The Guarantor is not relying upon or expecting the Lender to furnish to the Guarantor any information now or hereafter in the Lender’s
possession concerning the financial condition of the Obligor or any other matter.
SECTION 10. Reporting
Covenants. So long as any Guaranteed Obligations (other than contingent indemnification obligations) shall
remain unsatisfied or the Lender shall have any Commitment, the Guarantor agrees that:
(a) Financial Statements
and Other Reports. The Guarantor shall furnish to the Lender:
(i) Financial Statements.
The Guarantor shall furnish to Lender from time to time such information respecting Guarantor’s financial condition as Lender
may from time to time reasonably request.

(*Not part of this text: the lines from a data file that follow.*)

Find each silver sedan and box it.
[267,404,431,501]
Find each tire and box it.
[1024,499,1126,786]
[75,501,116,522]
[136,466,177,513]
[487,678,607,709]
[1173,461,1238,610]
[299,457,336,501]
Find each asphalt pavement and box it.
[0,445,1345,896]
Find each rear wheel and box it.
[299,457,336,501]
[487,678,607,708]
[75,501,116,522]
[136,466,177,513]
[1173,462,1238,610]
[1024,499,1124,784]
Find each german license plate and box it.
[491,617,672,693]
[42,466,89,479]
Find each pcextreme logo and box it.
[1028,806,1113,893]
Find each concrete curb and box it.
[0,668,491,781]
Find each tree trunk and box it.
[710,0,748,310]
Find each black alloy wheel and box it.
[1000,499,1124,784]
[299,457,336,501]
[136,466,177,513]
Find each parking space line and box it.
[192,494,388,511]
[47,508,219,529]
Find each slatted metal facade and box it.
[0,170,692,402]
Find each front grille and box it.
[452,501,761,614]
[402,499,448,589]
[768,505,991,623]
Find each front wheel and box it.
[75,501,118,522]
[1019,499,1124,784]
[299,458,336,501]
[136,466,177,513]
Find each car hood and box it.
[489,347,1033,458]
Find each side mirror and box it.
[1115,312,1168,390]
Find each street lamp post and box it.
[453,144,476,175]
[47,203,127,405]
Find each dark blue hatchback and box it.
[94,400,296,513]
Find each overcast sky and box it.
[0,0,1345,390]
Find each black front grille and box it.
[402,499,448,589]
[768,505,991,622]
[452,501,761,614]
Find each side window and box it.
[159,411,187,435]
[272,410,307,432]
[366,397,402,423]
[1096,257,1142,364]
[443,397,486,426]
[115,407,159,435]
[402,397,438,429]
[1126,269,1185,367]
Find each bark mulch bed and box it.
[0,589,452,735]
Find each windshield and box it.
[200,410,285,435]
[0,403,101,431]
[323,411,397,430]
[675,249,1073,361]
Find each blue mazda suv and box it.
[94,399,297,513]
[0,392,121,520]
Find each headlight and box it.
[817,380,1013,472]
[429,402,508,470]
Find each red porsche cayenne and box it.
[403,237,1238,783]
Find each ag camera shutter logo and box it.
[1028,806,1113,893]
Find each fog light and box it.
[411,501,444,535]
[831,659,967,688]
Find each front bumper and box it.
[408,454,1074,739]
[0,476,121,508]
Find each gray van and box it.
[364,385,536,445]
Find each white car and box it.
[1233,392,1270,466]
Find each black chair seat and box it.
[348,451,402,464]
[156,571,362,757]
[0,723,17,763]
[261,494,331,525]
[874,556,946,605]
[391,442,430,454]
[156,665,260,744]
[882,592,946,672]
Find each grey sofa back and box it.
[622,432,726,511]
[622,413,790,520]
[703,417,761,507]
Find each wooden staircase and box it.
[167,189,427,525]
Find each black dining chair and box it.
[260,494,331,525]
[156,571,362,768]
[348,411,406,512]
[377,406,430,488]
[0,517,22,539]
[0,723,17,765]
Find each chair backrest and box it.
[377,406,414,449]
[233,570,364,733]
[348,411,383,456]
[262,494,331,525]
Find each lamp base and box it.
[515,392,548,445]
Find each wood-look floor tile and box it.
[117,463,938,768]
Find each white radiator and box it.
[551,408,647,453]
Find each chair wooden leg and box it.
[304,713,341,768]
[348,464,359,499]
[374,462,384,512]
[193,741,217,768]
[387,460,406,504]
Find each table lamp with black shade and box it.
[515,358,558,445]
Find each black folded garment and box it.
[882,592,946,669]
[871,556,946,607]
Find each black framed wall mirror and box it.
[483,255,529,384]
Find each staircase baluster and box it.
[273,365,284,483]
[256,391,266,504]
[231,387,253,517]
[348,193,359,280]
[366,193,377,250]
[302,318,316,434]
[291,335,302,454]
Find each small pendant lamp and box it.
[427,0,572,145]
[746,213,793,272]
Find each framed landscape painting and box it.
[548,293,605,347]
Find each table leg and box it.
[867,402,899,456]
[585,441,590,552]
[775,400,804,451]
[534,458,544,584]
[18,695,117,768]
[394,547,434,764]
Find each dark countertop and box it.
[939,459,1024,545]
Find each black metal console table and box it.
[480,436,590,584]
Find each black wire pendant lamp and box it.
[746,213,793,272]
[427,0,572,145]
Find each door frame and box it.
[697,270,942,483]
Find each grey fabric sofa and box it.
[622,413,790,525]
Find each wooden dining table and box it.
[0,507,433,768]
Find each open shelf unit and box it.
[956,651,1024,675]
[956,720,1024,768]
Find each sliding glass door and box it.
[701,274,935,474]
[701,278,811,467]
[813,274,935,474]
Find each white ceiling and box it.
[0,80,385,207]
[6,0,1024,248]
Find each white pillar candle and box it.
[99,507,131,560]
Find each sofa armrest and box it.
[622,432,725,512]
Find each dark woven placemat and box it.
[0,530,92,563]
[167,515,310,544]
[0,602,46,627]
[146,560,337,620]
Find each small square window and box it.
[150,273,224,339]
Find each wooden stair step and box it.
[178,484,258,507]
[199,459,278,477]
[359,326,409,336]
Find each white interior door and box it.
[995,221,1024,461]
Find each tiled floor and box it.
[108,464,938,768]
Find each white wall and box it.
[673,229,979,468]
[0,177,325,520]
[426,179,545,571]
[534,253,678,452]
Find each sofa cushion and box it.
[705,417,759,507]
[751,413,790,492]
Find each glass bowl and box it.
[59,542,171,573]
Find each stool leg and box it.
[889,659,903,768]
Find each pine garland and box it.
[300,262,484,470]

Without limiting the foregoing, the Guarantor shall furnish to the Lender promptly upon
the issuance thereof, copies of all reports, if any, to or other documents filed by it with the Securities and Exchange Commission
under the Securities Act of 1933 or the Securities Exchange Act of 1934.
(ii) Additional Information.
The Guarantor shall furnish to the Lender: (i) prompt written notice of any condition or event which has resulted, or that
could reasonably be expected to result, in a Material Adverse Effect; and (ii) such other information respecting the operations,
properties, business or condition (financial or otherwise) of the Guarantor or its Subsidiaries as the Lender may from time to
time reasonably request.
SECTION 11 Additional
Covenants. So long as any Guaranteed Obligations (other than contingent indemnification obligations) shall remain
unsatisfied or the Lender shall have any Commitment, the Guarantor agrees that:
(a) Preservation of
Existence, Etc. The Guarantor shall, and shall cause each of its Subsidiaries to, maintain and preserve its legal existence,
its rights to transact business and all other rights, franchises and privileges necessary or desirable in the normal course of
its business and operations and the ownership of its properties.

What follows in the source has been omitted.